Group Personal Training: What it is and why it's valuable
Group training essentially consists of small groups of three to fifteen people who receive specialized and focused training. Its biggest appeal, aside from the localized attention it offers, is that it offers specialized personal training (albeit in a group setting), and is less costly than a personal trainer.
So why should you implement a group training program? For starters, group personal training is a great way to motivate clients and encourage results, as being in a group often evokes competition which translated into motivation. This can be extremely helpful when trying to generate more revenue, as the more engaged and motivated your clients are, the more time they will spend at your facility.
Group training also offers your club and trainers the opportunity to reach more people and grow your business.
People like being in groups; it is in our nature as humans. Offering your members, or non-members, the opportunity to train in a group can create a non-intimidating and social environment, while still providing specialized and valuable training. Finally, another reason for building a group personal training program into your club is to create a revenue stream for trainers so that they can increase their longevity at your club.
Who Will This Program Appeal To?
Group personal training offers great training for the fraction of the price of an individual trainer.
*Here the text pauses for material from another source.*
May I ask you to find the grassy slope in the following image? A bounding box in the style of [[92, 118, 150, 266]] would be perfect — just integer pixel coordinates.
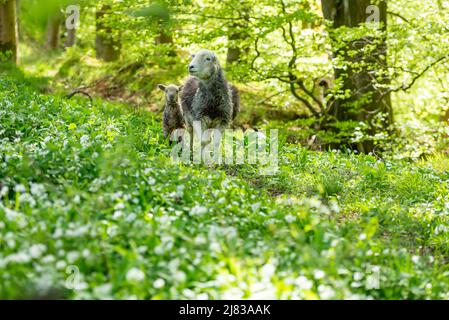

As such, it will appeal to members who cannot routinely afford a trainer in a one-on-one setting.
Specialized training in a group setting will appeal to people who need social motivation to make changes in their lifestyles, as well as those people who generally require more guidance than can be found in group fitness (larger groups of fifty to sixty people).
In addition to this, a group training program can be used to appeal to new prospects as part of an introductory fitness package.
Characteristics of a Successful Group Training Program
With a group training program, you are selling the experience in addition to the training. Make sure that you provide unique and challenging equipment that is used specifically for group training. Some types of unique equipment include speed and ability tools, stability tools, self-myofascial release tools and Olympic lifting equipment.
Your trainers should be certified and preferably possess college degrees in a health and wellness field. They should be organized and demonstrate preparedness. You should seek to hire people who are energetic and inspiring, so as to motivate and provide great service to your clients. In a group setting, attention to detail is of great importance; you want to make your clients feel as if the trainers care about their wellness and results.
Having a particular space reserved for group personal training is extremely important for providing the best possible experience for your clients. Include specialized equipment in this space and allow access with trainers only. Having a dedicated space will create an exclusive and special environment for your clients.
Differentiate Group Personal Training Programs from Group Fitness
Generally, group fitness caters to very large groups of people, whereas group training is rather limited in numbers. In this regard, group training allows for the implementation of more creative exercise programs.
Group training should provide more attention to detail than group fitness, as well as more guidance and correction from trainers. To maintain a sense of exclusivity for your clients, there should be different trainers and exercise programs for paid and complimentary classes; a client will not see the value in paying for a service that is available for free.
Although your goal should be to differentiate group training programs from group fitness workouts, there are some things that group personal training can borrow from the group fitness programs, like:
- The upbeat music;
- The fun and engaging environment;
- The sense of belonging that being in a group workout creates;
- And the motivation and competitiveness that come with being in a group setting.
Offer structured and specific workouts
In group training the average workout should be approximately fifty to sixty minutes long. Specifically set aside five minutes for a functional warm up, and five to ten minutes at the end of the session for a cool-down. This is where organized and prepared trainers become immensely valuable. Clients often want to feel that their time is being recognized as valuable and having structured workout segments allows them to feel that.
Some ideas for specific workouts include: heart rate training, bodyweight training, self-myofascial release classes, sports performance training, powerlifting and body transformation classes.
Challenges and the Necessary Infrastructure for a Successful Program
Implementing and carrying out a group training program can incur a few problems along the way. For example, sometimes finding the right ratio of socialization and actual work can be a problem for trainers. Dealing with clients who need more attention can present difficulties for trainers, as well as the group.
Some strategies for dealing with the difficulties that you may face include:
- Offer different levels of classes; this will allow clients who need more attention to receive it, while also catering for the more advanced clients who don’t need as much guidance;
- Buy-ins from your training staff, as well as the rest of your club. This will foster a sense of trust and your clients may be more inclined to try a program that your staff are also actively involved in;
- Market to your specific target audience;
- Build group training into your intake form - offer free trials and package pricing.
Group personal training is a rapidly growing avenue of fitness. Proper group programming can also bolster your regular personal training programs if clients get value from your workouts. With group personal training you have the opportunity to reach and positively affect more people. In this regard, aim to adopt these strategies and adapt them to suit the needs of your facility and client-base, and you’ll have a successful group personal training program in no time.